Beginning around 5 p.m. on Tuesday, March 16, a shooter killed eight people at three different spas in and around Atlanta, Georgia. Six of the victims were Asian women. Although authorities have not yet confirmed a motive, these fatal shootings come amidst a year of increasing anti-Asian discrimination and violence. Nearly 3,800 hate incidents have been reported since March of 2020, and more than double of the attacks were against women. Forty-three incidents of anti-Asian discrimination have also been reported in Arizona since March of 2020.

The existence of hate crimes is unfortunately not new in our society. In Arizona in 2019, crimes motivated by race and ethnicity accounted for nearly 66% of the reported incidents (143 out of 217), which was the highest percentage of the decade. Advocates believe the number for 2020 will surge as a result of the Black Lives Matter protests and COVID-19 pandemic. The recent tragedy in Atlanta has brought greater attention to the issue of hate crimes and the need to address it.
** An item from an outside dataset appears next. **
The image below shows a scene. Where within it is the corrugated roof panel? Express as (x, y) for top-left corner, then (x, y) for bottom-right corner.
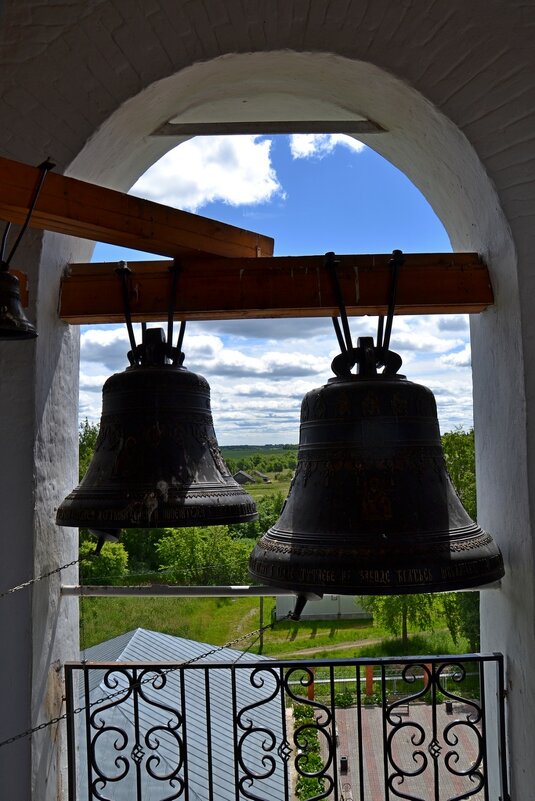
(76, 629), (285, 801)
The likelihood that the discriminatory rhetoric by former President Trump regarding the spread of COVID-19 has contributed to the increase in anti-Asian attacks suggests that redress and prevention require more than federal and state legislation.

Hate Crime Legislation

According to the U.S. Department of Justice, “hate” in terms of a hate crime means “bias against people or groups with specific characteristics that are defined by law.” Hate crime laws thus prohibit crimes—often violent, such as assault, murder, vandalism, or threats to commit such crimes—“committed on the basis of the victim’s perceived or actual race, color, religion, national origin, sexual orientation, gender, gender identity, or disability.” Hate crimes have been federally prosecuted since the enactment of the Civil Rights Act of 1968. In 2009, Congress passed the Shepard Byrd Act, making “it a federal crime to willfully cause bodily injury, or attempt to do so using a dangerous weapon, because of the victim’s actual or perceived race, color, religion, or national origin.” It was also the first statute authorizing federal criminal prosecution of hate crimes motivated by the victim’s sexual orientation or gender identity.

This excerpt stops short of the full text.